Hospital beds that are supposed to be used only during emergencies and periods of high demand are being utilised for routine care, an investigation has revealed.
Freedom of Information requests to hospital trusts by the BMA has found that 3,428 escalation beds were in use across all 134 trusts at the end of winter, with 1,637 of these still in use by 1 May in 80 of the trusts.
‘Escalation beds’ are supposed to be reserved for emergencies and periods of high demand only.
‘The use of escalation beds is a sign that trusts are at a critical stage and are unable to cope with demand with their current bed stock,’ said BMA consultants committee chair Rob Harwood.
The BMA has previously said that an extra 10,000 beds need to be found if the health service is to be able to guarantee year-round safe care
‘Some hospitals are forced to designate their theatre recovery beds as “escalation”, resulting in elective surgical operations being cancelled as there is no space for those patients who need immediate care after their surgery,’ continued Mr Harwood.
‘I have heard of other cases where beds in day procedure units – surgical units for patients who can have their operation and return home on the same day – are used as escalation spaces for admitting patients for longer ward-style care, meaning healthcare staff cannot continue with routine day care surgical cases.
‘Most worryingly, the intense pressure on beds can result in patients being placed on beds in corridors or in bits of other facilities, sometimes cramping treatment areas and causing unacceptable stress to the patient and their families.
‘It is obvious in these circumstances that there are also not enough staff to cope with the number of people coming through the hospital’s doors.’

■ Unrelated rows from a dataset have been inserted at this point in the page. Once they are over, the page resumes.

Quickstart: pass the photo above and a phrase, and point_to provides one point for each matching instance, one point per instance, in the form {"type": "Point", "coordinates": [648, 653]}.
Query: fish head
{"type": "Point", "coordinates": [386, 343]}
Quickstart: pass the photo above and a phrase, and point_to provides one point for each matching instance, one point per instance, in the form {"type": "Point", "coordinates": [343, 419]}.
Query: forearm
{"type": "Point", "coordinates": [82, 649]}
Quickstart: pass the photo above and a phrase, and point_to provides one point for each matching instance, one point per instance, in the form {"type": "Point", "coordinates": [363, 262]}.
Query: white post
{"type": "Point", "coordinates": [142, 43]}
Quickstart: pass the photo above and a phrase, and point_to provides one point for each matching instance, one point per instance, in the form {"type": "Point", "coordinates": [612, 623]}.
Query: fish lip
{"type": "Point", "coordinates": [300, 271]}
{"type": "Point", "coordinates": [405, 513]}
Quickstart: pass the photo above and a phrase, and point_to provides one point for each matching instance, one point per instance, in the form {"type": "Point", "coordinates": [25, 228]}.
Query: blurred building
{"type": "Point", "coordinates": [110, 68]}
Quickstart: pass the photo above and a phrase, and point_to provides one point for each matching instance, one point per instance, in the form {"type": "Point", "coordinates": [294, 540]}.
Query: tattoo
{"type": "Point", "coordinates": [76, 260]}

The BMA’s investigation also found that the highest use of escalation beds per trust was in the East Midlands, while London used the most escalation beds as a proportion of total beds.
‘It cannot be right that the NHS is having to use these measures almost permanently, especially when the BMA, other leading healthcare bodies and patient groups have offered solutions,’ Mr Harwood added.
Responding to the findings, Jonathan Ashworth MP, Labour’s Shadow Health Secretary, said: ‘The use of escalation beds is yet another sign that hospitals are struggling to cope under continued pressure. We know this is compromising patient care.
‘The Tories and, in Coalition, the Lib Dems have run down the NHS and imposed the biggest funding squeeze in its history.
‘Ministers should be ashamed that years of cuts to beds, to social care and to funding have led to some of the worst bed occupancy rates in hospitals.’